AudioHook Stream Latency Impacting Voice Biometrics Verification

Hello everyone! I am super excited to be experimenting with the AudioHook API to stream live agent and customer audio to a third-party voice biometrics engine. It is such a cool feature! However, I am noticing that our biometrics engine is struggling to return a “Verified” result before the agent finishes their standard greeting. When I look at the logs, there seems to be a consistent 400 to 500-millisecond delay between the customer speaking and the audio frames arriving at our WebSocket server. Is this level of latency standard for AudioHook, or are there specific audio formats or chunk sizes I should request in the connection parameters to minimize the streaming delay?

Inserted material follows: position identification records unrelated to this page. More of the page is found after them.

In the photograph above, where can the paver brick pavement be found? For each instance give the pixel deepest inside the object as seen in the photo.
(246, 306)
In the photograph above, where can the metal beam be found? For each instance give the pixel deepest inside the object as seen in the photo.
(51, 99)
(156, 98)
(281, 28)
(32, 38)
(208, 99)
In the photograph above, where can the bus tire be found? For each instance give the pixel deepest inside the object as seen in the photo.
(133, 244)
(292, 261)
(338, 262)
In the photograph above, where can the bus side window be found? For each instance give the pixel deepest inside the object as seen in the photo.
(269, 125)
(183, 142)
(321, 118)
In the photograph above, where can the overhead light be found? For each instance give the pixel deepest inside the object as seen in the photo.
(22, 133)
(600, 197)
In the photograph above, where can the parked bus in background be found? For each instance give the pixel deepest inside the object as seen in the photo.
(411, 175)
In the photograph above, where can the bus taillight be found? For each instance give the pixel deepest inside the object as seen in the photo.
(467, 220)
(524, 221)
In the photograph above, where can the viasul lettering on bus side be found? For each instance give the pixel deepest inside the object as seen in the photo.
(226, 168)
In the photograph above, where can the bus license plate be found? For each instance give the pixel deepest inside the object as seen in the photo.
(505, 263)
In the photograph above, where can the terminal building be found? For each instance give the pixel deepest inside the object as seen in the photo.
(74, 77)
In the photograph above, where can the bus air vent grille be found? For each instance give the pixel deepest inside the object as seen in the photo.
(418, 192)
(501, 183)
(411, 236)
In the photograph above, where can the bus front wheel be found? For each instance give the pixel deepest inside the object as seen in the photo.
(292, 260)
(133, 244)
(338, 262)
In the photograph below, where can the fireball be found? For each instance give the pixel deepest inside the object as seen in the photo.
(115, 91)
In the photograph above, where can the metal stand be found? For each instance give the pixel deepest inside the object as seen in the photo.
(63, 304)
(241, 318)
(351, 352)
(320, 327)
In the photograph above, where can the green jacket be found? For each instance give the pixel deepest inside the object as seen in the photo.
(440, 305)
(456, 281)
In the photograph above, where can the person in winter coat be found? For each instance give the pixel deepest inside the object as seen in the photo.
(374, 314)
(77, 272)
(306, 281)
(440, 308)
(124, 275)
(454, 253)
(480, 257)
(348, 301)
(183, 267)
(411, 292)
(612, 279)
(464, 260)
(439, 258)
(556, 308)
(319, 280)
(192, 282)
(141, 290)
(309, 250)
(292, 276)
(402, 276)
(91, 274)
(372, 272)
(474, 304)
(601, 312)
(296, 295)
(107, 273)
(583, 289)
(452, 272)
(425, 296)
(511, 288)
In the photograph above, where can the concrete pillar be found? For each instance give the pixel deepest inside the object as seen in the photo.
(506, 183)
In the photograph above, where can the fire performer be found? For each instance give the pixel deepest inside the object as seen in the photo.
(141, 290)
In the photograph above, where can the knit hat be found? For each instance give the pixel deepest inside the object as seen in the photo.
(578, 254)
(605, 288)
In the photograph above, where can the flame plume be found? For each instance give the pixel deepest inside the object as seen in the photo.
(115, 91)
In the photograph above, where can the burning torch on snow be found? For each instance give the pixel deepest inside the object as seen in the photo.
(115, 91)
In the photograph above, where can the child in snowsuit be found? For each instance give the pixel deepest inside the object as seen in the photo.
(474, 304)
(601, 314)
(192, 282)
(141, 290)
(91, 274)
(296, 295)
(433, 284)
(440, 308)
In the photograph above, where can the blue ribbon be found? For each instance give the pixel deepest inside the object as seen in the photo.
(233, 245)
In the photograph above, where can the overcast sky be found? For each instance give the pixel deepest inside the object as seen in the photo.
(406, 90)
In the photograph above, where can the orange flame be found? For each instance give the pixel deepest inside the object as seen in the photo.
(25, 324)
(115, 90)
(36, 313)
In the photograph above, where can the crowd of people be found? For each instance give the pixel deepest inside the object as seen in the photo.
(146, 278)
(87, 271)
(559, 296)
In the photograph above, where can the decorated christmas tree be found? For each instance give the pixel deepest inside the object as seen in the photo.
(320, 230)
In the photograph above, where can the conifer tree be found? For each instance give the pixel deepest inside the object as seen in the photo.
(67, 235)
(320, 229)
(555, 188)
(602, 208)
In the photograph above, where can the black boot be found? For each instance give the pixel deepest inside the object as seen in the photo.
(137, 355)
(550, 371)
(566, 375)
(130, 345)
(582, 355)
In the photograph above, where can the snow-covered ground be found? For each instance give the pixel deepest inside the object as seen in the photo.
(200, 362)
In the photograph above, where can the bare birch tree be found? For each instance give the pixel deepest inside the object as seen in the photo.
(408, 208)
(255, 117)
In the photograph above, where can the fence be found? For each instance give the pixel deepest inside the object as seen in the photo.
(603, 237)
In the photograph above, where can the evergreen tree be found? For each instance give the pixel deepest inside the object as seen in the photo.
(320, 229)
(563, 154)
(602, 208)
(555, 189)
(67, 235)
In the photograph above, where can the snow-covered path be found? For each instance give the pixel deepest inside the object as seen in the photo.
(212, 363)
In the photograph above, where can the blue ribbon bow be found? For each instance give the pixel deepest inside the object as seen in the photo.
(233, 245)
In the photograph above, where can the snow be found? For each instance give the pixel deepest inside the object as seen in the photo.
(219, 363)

I have seen this latency. The delay is often caused by the payload chunking. Ensure your AudioHook integration is configured to use the PCMU (G.711 mu-law) audio format rather than an external transcoder format. Genesys Cloud processes PCMU natively with much lower overhead.

I manage predictive dialers where millisecond latency matters. The point above is correct about the format. Furthermore, check the geographic region of your WebSocket server. If your Genesys Cloud organization is in us-east-1 but your biometrics server is in eu-central-1, you are battling pure network latency. You must deploy your biometrics listener in the same AWS region as your Genesys Cloud core organization to reduce the round-trip time.